A: Even though the newer HMDs like the Rift and the Vive and Morpheus are much lighter and really comfortable, think about how much time you spend on your device a day. It’s more than six to eight hours, and that’s a long time to be wearing a pair of goggles. But even if that wasn’t the case, the real problem is that the visual experience with an HMD necessarily produces some eyestrain, and that gets fatiguing over time.

Q: But all the new VR systems are being pitched primarily as game machines, and gamers tend to play for hours at a time. Isn’t that a big concern?

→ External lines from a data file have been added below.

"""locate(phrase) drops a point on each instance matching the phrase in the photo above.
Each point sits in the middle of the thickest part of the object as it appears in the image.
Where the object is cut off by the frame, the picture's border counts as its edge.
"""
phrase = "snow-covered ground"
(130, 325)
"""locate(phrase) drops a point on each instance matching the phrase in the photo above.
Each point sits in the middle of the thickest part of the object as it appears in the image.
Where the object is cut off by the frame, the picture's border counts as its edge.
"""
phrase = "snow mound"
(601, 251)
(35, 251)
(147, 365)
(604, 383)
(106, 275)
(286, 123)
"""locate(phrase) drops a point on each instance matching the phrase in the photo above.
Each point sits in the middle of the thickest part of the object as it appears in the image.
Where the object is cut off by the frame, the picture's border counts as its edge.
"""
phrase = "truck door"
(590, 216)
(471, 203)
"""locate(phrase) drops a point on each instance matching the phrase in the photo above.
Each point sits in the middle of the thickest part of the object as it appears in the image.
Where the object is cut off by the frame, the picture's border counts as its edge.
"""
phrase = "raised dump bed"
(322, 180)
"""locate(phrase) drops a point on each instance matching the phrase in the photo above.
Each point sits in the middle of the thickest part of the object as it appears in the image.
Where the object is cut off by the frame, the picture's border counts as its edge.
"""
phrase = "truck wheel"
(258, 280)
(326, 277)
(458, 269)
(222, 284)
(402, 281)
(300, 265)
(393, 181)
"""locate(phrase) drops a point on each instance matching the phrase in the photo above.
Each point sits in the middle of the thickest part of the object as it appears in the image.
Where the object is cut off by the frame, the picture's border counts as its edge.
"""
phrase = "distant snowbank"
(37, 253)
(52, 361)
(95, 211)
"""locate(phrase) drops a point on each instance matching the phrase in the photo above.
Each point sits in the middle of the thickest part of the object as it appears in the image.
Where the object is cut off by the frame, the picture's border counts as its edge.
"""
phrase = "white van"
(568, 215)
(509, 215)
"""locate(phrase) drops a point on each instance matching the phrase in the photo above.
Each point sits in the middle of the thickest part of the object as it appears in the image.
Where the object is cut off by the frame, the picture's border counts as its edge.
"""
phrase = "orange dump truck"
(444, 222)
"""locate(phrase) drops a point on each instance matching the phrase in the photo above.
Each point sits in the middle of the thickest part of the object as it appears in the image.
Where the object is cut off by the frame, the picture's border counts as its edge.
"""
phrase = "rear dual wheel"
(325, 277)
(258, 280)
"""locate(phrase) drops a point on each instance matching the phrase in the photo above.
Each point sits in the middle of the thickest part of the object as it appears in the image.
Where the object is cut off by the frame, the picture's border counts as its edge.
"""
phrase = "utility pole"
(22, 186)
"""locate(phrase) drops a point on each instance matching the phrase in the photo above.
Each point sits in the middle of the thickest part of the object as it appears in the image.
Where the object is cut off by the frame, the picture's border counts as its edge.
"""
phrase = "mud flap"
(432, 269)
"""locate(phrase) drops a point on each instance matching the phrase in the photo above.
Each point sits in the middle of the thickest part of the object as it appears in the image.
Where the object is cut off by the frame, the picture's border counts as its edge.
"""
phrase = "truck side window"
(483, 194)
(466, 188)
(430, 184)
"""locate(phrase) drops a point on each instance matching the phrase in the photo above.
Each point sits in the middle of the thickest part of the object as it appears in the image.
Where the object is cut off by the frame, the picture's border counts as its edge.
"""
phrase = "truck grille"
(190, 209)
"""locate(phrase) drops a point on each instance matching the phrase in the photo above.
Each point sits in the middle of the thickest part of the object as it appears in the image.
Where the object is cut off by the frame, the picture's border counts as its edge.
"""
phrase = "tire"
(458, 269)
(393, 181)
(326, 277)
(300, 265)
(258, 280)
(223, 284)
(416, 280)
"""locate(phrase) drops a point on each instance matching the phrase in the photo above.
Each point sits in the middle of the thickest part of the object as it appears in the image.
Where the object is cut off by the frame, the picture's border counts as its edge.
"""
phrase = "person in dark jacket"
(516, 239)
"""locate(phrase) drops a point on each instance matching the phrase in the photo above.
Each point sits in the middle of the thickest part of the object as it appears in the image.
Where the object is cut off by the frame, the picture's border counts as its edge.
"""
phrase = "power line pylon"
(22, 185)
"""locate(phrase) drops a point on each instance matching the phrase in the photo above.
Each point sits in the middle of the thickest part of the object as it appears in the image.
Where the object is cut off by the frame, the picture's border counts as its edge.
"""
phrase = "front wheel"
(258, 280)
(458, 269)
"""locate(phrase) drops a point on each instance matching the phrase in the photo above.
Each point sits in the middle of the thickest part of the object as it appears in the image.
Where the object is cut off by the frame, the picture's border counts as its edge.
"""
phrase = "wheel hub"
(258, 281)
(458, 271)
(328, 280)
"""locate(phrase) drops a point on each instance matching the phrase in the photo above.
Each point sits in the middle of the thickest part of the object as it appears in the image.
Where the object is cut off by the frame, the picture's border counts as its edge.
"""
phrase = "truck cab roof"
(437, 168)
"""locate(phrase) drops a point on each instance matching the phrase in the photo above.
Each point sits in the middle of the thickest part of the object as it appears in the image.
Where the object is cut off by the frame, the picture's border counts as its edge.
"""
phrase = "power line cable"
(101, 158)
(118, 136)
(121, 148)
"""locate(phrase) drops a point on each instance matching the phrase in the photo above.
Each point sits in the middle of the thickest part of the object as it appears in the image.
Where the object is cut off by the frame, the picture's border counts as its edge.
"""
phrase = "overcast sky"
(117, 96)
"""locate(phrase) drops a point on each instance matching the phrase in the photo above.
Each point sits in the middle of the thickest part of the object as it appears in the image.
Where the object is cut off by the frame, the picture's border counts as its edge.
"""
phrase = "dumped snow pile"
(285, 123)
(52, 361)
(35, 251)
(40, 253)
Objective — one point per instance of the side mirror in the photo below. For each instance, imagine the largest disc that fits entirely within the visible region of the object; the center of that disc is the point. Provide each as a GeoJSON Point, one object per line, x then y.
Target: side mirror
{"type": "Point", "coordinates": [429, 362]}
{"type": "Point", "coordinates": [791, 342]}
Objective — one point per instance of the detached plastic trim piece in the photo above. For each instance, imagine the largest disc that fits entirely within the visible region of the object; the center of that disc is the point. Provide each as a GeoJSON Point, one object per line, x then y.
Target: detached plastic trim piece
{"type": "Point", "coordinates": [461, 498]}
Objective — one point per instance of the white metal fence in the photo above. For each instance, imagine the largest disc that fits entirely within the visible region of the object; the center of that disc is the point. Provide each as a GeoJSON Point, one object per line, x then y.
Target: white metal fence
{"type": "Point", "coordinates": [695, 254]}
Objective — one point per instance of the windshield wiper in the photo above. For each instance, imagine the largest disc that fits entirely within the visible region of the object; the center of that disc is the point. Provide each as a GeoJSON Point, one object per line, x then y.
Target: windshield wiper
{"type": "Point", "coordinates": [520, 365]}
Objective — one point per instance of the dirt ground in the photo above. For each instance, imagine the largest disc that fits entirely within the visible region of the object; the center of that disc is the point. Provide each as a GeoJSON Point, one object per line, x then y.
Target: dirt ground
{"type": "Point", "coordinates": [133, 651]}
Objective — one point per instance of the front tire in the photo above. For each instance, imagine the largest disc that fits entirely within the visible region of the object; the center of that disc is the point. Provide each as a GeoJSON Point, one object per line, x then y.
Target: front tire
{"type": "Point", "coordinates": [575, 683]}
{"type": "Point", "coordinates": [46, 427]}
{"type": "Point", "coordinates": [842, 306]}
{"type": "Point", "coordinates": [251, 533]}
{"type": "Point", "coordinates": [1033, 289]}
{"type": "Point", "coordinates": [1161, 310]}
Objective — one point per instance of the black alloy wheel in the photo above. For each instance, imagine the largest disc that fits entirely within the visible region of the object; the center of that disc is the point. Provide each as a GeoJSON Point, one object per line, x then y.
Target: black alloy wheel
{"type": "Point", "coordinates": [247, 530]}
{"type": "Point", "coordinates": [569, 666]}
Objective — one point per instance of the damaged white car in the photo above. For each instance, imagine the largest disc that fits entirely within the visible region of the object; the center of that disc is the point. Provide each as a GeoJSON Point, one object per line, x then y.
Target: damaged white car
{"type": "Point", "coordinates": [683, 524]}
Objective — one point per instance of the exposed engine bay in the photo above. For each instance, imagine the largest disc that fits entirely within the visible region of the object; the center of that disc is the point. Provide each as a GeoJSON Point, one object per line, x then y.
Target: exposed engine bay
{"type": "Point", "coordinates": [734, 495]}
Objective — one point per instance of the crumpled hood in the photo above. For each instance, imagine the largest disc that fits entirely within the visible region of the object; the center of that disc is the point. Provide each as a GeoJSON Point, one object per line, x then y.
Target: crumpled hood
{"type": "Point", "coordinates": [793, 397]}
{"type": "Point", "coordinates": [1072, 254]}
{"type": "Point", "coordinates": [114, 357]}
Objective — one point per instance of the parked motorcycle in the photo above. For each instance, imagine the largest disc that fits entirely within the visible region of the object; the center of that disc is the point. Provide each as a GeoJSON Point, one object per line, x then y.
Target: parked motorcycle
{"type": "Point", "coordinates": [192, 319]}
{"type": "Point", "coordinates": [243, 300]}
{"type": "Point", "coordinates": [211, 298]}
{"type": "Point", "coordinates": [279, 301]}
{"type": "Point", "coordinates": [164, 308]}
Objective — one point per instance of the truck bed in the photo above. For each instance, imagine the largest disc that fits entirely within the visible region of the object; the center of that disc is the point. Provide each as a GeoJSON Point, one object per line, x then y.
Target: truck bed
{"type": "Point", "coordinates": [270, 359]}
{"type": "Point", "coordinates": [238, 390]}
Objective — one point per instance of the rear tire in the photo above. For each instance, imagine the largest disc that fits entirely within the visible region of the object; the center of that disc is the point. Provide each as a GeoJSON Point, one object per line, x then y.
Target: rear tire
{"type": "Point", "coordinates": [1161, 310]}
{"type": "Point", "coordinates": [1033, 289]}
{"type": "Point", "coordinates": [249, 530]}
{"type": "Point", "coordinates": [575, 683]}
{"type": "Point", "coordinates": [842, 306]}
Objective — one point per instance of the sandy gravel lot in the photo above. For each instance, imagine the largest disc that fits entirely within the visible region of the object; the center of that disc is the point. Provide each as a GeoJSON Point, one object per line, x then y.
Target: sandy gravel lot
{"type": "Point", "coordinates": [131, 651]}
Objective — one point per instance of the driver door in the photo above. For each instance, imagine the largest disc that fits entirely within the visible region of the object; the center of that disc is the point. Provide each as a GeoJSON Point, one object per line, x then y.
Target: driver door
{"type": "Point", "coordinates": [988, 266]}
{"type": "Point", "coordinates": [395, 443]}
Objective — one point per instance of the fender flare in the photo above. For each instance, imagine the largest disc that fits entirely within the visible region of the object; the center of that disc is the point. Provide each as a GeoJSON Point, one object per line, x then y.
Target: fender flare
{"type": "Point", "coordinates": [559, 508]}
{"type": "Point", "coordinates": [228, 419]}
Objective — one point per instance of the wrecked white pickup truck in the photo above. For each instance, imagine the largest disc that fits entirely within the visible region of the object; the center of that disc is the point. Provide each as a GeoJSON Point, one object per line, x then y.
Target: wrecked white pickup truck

A: I don’t believe that video games are an appropriate market for this. Especially when you get into the highly violent games — do you really want to feel that blood splatter on you? I don’t think it’s the right use case.

I don’t believe VR should be used for hours a day. I think VR’s great for really particular and specific moments that you try to learn about yourself and learn about others. Maybe I’m in a minority, but when these games come out, I don’t think people are going to want to play them for eight hours.

Q: The research you’ve done in the lab seems to focus on how VR could be used to impart things such as empathy or concern for the environment that many people would consider to be positive. But assuming the effects are as strong as they seem to be, how concerned are you that VR might be used to encourage thoughts or behavior that are less beneficial or even dangerous?

A: VR experience changes the way you think of yourself and others and changes your behavior. And when VR’s done well, it’s a proxy for a natural experience, and we know experiences physically change us.

I’ve chosen to focus on the pro-social ones in this lab. I can’t look you in the eye and claim that it only works for the good stuff. I can’t. Am I terrified of the world where anyone can create really horrible experiences? Yes, it does worry me. I worry what happens when a violent video game feels like murder. And when pornography feels like sex. How does that change the way humans interact, function as a society?

I’m not a VR evangelist. The technology is powerful. It’s like uranium. It can heat homes and destroy nations. I’m choosing to work on things that I believe are good for us. But that’s my choice.

Q: What’s going to be the killer app for VR?

A: I actually think the perfect fit for VR is the quarterback simulator. Most of the time when I show someone VR, they say, “Oh, I can see how this is going to be really cool in a year. I can see how I might use that.” When Stanford Coach David Shaw put that on, he said, “We want this yesterday.”

But what I want to be the killer app is communication. If I could do really good avatar communication systems, then we can reduce travel. When I want to do it, I can, but I shouldn’t have to.

Contact Troy Wolverton at 408-840-4285. Follow him at Twitter.com/troywolv.

Jeremy Bailenson

Age: 43
Birthplace: Tarrytown, New York
Position: Professor, Stanford’s Department of Communication; Director, Stanford’s Virtual Human Interaction Lab
Previous jobs: Electric motor repairman
Education: Ph.D., M.S., Cognitive Psychology, Northwestern University; B.A., Cognitive Science, University of Michigan
Family: Married, two daughters
Residence: Bay Area

Five Facts about Virtual reality

1. The term “virtual reality” was coined by Jaron Lanier, now a researcher at Microsoft, who in the 1980s founded the first company to sell VR products.
2. William Gibson, author of the seminal sci-fi novel “Neuromancer,” likens VR to “a consensual hallucination.”
3. One of the first public exhibits of VR was a game called “Dactyl Nightmare” that was exhibited at San Francisco’s Pier 39.
4. An early head-mounted display created by Ivan Sutherland was nicknamed “The Sword of Damocles.”
5. The Sensorama — which provided virtual reality experiences in an arcade-like apparatus during the sixties — was a date with a hippie.